Virginie Raffray Taddei, qui purge depuis 1998 une série de peines pour escroquerie, abus de confiance, vol ou recel, souffre d’asthme, d’insuffisance respiratoire, d’anorexie et du syndrome de Münchhausen, un trouble caractérisé par le besoin de simuler une maladie.

La juridiction du Conseil de l’Europe constate dans un arrêt que si les troubles respiratoires ont fait l’objet d’un suivi médical, l’anorexie de cette femme de 48 ans, qui ne pèse plus qu’une trentaine de kilos, n’a pas été prise en compte.

Plusieurs avis médicaux préconisant son transfert dans un établissement spécialisé sont restés sans effet.

"La Cour est frappée par la discordance entre les soins préconisés par les médecins et les réponses qui y sont apportées par les autorités nationales, celles-ci n’ayant pas envisagé un aménagement de peine qui eût pu concilier l’intérêt général et l’amélioration de l’état de santé de la requérante", lit-on dans l’arrêt.

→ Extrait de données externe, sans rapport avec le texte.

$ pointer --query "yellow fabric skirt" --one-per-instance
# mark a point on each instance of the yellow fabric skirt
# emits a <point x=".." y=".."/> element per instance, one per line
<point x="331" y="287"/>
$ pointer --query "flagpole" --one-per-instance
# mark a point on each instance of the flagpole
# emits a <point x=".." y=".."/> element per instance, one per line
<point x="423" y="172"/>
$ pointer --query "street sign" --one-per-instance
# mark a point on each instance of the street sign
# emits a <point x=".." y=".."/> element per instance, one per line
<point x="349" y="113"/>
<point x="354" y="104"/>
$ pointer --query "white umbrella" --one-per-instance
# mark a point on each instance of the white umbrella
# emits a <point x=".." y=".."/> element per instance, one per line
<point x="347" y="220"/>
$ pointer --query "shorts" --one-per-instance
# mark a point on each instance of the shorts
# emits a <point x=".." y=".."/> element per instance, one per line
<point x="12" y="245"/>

La Cour s’étonne en outre des "délais procéduraux longs et inappropriés", eu égard à la situation, en notant qu’une demande de suspension de peine pour raison médicale n’a obtenu une réponse définitive qu’au bout d’un an et demi.

Elle relève enfin les transferts successifs de la requérante, passée de Rennes à Fresnes puis à Roanne, alors qu’elle est originaire de Corse où réside sa famille.

L’ensemble de ces éléments, concluent les juges, étaient de nature à provoquer chez elle "une détresse qui a excédé le niveau inévitable de souffrance inhérent à la détention".